Read through the tips and decide which one you want to start with first – no need to try all of them at once. You will find a helpful graphic at the end of the post with a summary.

1. Finding a balance: Tense but relaxed

Running requires a good balance of relaxation and tension throughout the body. This helps direct you forward to avoid wasting energy on side movements. It also helps you bounce back more efficiently and not just stomp on the ground with your feet.

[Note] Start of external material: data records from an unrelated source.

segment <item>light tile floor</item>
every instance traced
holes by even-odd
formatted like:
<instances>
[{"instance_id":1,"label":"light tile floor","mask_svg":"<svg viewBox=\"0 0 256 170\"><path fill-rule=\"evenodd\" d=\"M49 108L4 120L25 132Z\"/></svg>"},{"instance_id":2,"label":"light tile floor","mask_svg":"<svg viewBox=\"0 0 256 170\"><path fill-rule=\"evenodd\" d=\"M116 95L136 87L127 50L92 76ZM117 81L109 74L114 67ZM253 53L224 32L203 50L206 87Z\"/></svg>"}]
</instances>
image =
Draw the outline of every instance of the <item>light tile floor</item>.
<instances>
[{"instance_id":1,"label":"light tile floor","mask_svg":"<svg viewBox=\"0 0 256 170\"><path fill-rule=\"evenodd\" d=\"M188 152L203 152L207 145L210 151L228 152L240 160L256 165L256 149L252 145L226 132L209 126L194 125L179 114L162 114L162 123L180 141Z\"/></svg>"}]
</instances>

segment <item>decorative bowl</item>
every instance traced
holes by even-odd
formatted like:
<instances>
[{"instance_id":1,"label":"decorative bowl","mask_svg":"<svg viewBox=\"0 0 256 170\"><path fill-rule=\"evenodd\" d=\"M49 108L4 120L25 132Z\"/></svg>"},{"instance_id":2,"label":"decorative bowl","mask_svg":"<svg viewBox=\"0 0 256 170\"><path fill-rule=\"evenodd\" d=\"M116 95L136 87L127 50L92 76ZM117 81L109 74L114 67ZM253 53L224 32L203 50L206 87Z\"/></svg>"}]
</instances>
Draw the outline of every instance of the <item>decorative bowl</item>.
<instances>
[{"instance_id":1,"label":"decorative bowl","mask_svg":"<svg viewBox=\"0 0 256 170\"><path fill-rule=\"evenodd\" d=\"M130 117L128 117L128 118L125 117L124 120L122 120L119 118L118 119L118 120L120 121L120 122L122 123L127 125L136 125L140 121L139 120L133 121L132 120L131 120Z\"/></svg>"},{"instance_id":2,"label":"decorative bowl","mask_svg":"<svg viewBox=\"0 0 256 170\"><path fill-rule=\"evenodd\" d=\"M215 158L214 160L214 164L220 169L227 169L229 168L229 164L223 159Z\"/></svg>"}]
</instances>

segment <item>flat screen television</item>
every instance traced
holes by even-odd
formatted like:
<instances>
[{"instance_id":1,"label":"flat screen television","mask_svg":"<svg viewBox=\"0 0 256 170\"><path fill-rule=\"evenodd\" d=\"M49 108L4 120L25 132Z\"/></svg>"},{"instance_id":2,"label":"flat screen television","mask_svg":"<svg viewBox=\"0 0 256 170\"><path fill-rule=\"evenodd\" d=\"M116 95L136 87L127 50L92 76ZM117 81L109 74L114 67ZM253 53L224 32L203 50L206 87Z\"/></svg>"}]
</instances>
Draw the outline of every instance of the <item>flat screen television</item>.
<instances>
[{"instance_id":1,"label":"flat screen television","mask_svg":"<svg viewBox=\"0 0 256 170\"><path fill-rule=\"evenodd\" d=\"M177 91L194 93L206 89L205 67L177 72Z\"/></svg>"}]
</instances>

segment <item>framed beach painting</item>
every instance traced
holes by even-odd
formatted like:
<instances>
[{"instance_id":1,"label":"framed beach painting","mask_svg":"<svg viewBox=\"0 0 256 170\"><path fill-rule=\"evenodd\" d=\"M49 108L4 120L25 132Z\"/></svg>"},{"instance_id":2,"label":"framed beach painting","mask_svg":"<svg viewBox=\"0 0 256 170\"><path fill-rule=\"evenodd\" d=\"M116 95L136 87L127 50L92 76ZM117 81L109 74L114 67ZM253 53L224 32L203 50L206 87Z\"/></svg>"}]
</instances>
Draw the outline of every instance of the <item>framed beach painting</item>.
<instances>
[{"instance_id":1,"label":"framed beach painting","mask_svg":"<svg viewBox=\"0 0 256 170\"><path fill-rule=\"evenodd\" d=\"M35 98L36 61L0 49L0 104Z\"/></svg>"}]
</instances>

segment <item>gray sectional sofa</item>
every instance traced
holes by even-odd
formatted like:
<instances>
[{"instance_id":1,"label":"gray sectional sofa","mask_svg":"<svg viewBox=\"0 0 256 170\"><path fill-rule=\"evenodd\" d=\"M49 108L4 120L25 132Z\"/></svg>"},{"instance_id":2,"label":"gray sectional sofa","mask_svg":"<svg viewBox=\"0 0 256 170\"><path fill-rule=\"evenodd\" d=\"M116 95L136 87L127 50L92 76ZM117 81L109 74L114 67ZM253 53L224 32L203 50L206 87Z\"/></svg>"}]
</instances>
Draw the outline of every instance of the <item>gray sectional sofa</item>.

Improving posture is important in general, and it applies to your running form as well. If you work full time at a desk, your head starts to lean back with your chin poking out with your shoulders hunched and your back rounded, sort of like this:

Man hunching back

Starting to jog or run from this position is only going to exhaust you. What you are aiming for is a tall, slightly forward leaning position like this:

Arm swing runner

Here are some points to get you closer to a balanced running posture:

  • Stand tall: Imagine someone is pulling you up from the hair on top of your head.
  • Keep your midsection stable: Proper tension in the abs and the back helps the efficient transfer of force from the limbs to the ground. Try out these core exercises for runners.
  • Keep shoulder blades tight: Imagine you are squeezing a pencil between them. This will open up your shoulders and keep them from slouching.
  • Look ahead: Resist the urge to look at your feet or tilt your chin up.
  • Lean slightly forward: This will enable more hip extension and better propulsion. The lean should come from ankles/hips, not the back.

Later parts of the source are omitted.